= Angomlon Laihui =

The Angomlon Laihui (ꯑꯉꯣꯝꯂꯣꯟ ꯂꯥꯏꯍꯨꯏ) is a classical Meitei language historical chronicle of the kings of the Angom clan. It follows the style of two earlier Meitei royal chronicles: the Ningthourol Lambuba and the Moirang Ningthourol Lambuba. The Angomlon Laihui records the lives and achievements of the Angom kings. At the end of each king's story, the name of his mother is also mentioned.

== Language and style ==

Although the stories may have come from oral tradition, the use of non native words shows that the book was written during the Middle Period. The writing style is grand and complex, similar to the other two chronicles. It uses long and decorative sentences.

=== Description of an early king ===

One of the early Angom kings is described in a poetic way:

"Your grandfather who settled in Ongdei came down from the tall mountains of the moon. He traveled under a white canopy, carrying a bow, arrows, and a sword, followed by torch-bearers. In daylight, he came down the golden ladder, stepped on a marble platform, and became the ruler of Kanglei. He was later called the 'Conqueror of Tekhao' and known as 'Taret Senbung Lokpa', meaning 'one who collects gongs made of bell-metal'."
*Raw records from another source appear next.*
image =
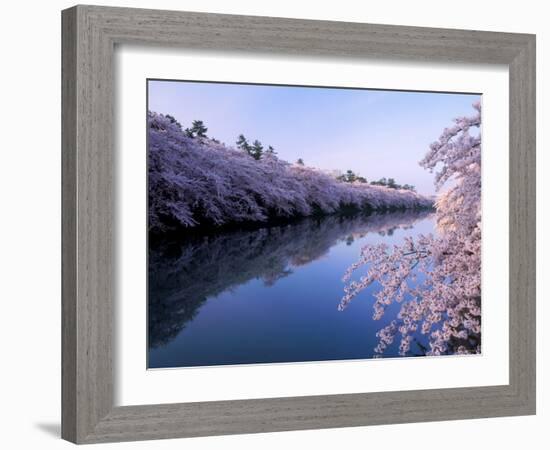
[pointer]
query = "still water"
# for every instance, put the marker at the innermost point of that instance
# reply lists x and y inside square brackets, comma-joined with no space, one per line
[271,295]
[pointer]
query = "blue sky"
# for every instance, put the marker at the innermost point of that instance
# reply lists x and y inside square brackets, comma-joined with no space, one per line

== Historical importance ==

The Angomlon Laihui suggests that an Angom king ruled before Nongda Lairen Pakhangba, the first king of the Ningthouja clan. This may explain why the coronation of an Angom king always happened before the coronation of a Meitei king. It may also explain why the Angom king was later given the central seat in the Meitei king's court.

== Cultural details ==

The book also gives information about how traditional houses were built. It mentions the custom of observing 'Married Woman's Day' during the month of Hiyanggei (October–November). This celebration is still practiced today and is called Ningol Chakouba (or, Ningon Chakkouba).